The Democrat-controlled Legislature has passed HB1309, which authorizes the counties around the state to add a surcharge of 12.5 percent onto the General Excise Tax. Why? So counties can raise money for transportation projects. Here on Oahu, the phantom rail system can now be funded upon approval of the City Council.

What that system is, not one person on God’s green Earth can tell you, but by gosh, we sure are gonna raise that tax.

If the councilmembers agree to increase the GET, this will be the largest tax increase in the history of the state. But do those lawmakers who voted to authorize the increase care what the negative effects will be on the average resident of Hawaii?

Evidently not.

Talk to small-business owners who employ the majority of the private sector. Ask them what an increase in the GET means to their businesses. Some will have to lay off employees, cut product lines and become less competitive in an already highly competitive market.


Ask regular working people what a loss of nearly $500 of income a year will mean to a family of four.

Ask economists what the removal of an additional $160 million out of this economy will mean to an emerging, yet volatile economy. That’s tens of millions of dollars less to be spent in shops and for services. Tens of millions taken from every single man, woman and child who buys anything from a candy bar to a multimillion- dollar home.

For what?

An empty promise of salvation from a brutally congested traffic corridor.

Although conventional wisdom stated the increase in the GET would be passed by the Legislature, lawmakers had a choice to make and should be held accountable for that decision. Legislators on both sides of the aisle could have made a strong and defined statement of advocacy for businesses that drive this economy and the families who comprise this community. But they did not. Those who voted for the ability to increase the GET sided with those entities who dismiss the needs and concerns of regular men and women of Hawaii. I believe an elected official has a resume each and every time they seek office, and that is their record.
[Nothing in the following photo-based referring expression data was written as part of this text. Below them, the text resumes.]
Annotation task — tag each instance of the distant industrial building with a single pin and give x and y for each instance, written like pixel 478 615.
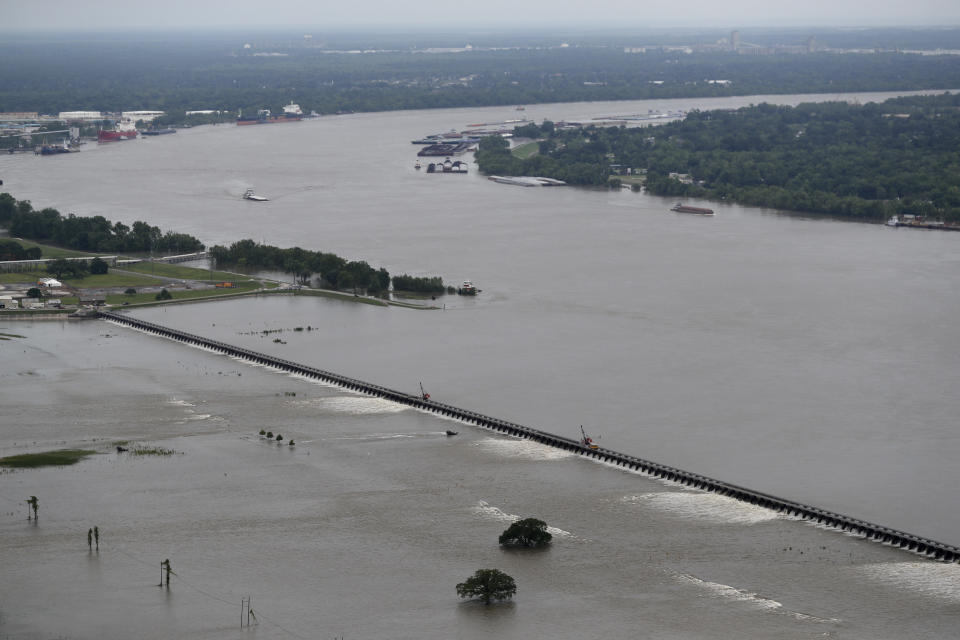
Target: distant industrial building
pixel 80 116
pixel 146 116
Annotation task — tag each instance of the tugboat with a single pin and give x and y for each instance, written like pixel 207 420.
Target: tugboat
pixel 249 195
pixel 586 441
pixel 467 289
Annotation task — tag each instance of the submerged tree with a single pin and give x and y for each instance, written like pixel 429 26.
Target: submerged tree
pixel 488 585
pixel 529 532
pixel 165 570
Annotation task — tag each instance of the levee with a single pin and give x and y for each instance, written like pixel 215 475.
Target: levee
pixel 868 530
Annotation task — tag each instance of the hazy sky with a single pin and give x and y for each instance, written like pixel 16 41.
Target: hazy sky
pixel 321 15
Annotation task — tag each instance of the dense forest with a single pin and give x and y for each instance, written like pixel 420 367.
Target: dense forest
pixel 334 271
pixel 96 233
pixel 863 161
pixel 218 72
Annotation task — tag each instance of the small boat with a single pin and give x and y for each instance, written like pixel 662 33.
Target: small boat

Let me leave you with a couple of things to consider.

If you support a rail system, why? There is no plan. Yet, you are being asked to “trust” the government to do the right thing. Sen. Brian Taniguchi said the GET increase will require “a leap of faith.” Sen. Lorraine Inouye is quoted as saying, “I don’t want to be another Rene Mansho.” Mansho, as a City Council member in 1992, cast the deciding vote to kill a proposed rail project.

These are the best arguments in support of the biggest tax increase in the history of our state?